I just finished reading an article in Intelligent Enterprise about the latest trends in Business Intelligence. This was a very insightful article with some great points on how the BI industry will be focusing on over the next year. Neil Raden from Hired Brains touched on many of my own ideas for BI and data warehousing. Without laying the elephant on the table, he outlined that BI and DW vendors need to do more to incorporate new technology and to offer their solutions to more companies than those willing to fork out the big bucks. Here are a couple of comments that I found to be relevant to that topic specifically:

"Typically, BI has been a disconnected activity, with users unable to traverse the big gap between being informed and being able to do anything about it. Currently, stacks of BI functionality, such as reporting, ad hoc analysis and OLAP (online analytical processing), serve only a small fraction of the user community (as measured by licenses)--10 percent to 20 percent, according to most studies, though actual use is probably even lower. Although the tools generally require no programming and the basics can be taught in a couple of days, conceptually BI still demands a level of understanding about the data, data models and data manipulation processes beyond most knowledge worker's skills or patience. Consequently, the level of IT involvement in BI is still high, leading to reduced ROI and an overall lack of agility and timeliness, except for those few power users who invest the time and effort to develop proficiency."

"Three external factors will drive BI out of its comfort zone and into new modes of usefulness. The open-source movement is one of them. However, it remains to be seen whether open source's impact will be simply to drive down software costs or to start something bigger. Can the open-source community marshall its participants' creative resources to develop truly breakthrough products? Everyone knows about Linux, but BI software doesn't have a similarly vast number of interested parties behind it. On the other hand, the pressure might be a good influence on BI vendors, who might otherwise feel they can get away with mediocre software at exorbitant prices."

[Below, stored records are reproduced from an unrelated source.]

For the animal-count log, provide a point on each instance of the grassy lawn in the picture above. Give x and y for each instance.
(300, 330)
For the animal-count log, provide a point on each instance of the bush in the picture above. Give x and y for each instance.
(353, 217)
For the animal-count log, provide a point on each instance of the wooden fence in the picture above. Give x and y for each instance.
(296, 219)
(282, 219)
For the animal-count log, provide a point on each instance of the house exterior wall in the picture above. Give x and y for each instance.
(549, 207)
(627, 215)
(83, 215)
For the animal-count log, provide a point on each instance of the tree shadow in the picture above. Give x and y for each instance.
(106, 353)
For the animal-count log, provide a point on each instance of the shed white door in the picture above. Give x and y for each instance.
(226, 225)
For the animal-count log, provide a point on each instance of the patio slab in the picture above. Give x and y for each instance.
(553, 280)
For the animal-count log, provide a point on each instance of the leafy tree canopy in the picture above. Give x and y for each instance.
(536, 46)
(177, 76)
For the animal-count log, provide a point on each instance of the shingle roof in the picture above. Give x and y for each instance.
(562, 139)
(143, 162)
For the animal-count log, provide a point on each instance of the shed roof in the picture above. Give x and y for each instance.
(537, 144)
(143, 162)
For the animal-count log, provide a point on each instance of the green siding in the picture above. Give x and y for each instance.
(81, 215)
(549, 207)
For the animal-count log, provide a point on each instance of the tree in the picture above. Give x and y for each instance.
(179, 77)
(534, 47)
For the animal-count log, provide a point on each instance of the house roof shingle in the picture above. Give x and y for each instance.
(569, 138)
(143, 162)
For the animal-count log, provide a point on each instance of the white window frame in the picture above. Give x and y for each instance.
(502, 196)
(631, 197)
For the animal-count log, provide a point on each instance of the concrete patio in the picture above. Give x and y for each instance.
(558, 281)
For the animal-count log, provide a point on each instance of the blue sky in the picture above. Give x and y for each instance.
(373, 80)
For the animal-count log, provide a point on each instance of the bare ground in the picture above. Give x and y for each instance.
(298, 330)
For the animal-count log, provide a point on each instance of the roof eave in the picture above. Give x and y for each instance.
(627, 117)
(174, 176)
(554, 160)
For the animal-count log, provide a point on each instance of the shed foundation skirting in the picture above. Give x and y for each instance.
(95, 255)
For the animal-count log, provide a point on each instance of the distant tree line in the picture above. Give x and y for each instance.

"The time has come to radically rethink BI's basic methodologies. Caching, virtual data warehousing, query federation, autonomous agents, real-time and direct access to operational data stores are all more feasible now and must be built into the new BI. Doing so will help companies alleviate the delays and rigidity that confound current approaches."

"Monolithic BI suites with expensive per-seat licenses will lose favor--as will BI and data warehousing "stacks" cobbled together from different generations of technology. Market advantage will go to newer, less comprehensive entrants. Even older applications that provide specific functionality, such as visualization, Monte Carlo simulation or other stochastic processes and industry-specific analytics will get a leg up."